Sooner or later, we all end up by falling asleep on our computer’s keyboard. Turning the archetypal image of a keyboard into a sofa bed, QWERTY holds you on its soft keys while working in the office or at home, bringing a pinch of irony in our daily life. Anyway QWERTY is much more than a sofa bed. Thanks to micro electric motors controlled by a remote control, every single keycushion is adjustable to give total freedom. In this way, the furniture becomes a unique and comfortable support.
WEE is an alternative work desk concept for people, who can‘t stand sitting motionless during long work hours. By combining a traditional desk with a swing, the user can sit down for long work hours, while also being able to keep their lower body active. Not only that, but WEE is also a two-for-one piece of furniture, offering a spacious desk as well as an integrated seat.
Exploded features a deconstructed wooden chair encased in clear acrylic containers. The parts are loose in their compartments, allowing them to shift when the chair is moved, creating an illusion of movement while staying in place. The chair is structural, but the acrylic provides the support. The project emphasizes both the joinery of its individual parts and the form as a functional whole, embodying a state of both connection and disconnection. The title is a reference to exploded view diagrams.
Designer used circular shapes for this coffee table. Columns made by ultra-light concrete that connected with ten screw to a chrome ring. Connections are designed to be easily plugged in and out. The circle shape of the table is to have more movement environment around it and also its transparent glass makes the rooms space seems bigger and lets any detail visible.
The Felt Chair Joseph is composed of six rolls of interwoven felt, pressed together with stainless steel fasteners. The chair uses the structural properties of felt to create a soft construction.

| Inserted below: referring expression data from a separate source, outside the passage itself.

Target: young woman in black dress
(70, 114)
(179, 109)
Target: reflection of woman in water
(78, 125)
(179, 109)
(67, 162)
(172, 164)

It does not need a cover or an inner frame as conventional upholstered furniture, because the outer appearance is the outcome of its integral construction.
Ferdinand Bol and Rembrandt van Rijn captured them in the 17th century portraits of aristocrats. In the 20th century, the Persian carpets on top of the table emerged to the average households and disappeared in the nineties. The contemporary collection Café 6116 is inspired on this. The full collection contains a dining table, three coffee tables and floor tiles in which actual Persian carpets are processed. That carpets carry memories and secrets in them. Those memories are captures. The construction comes in two colours; anthracite steel and a hand polished bronze.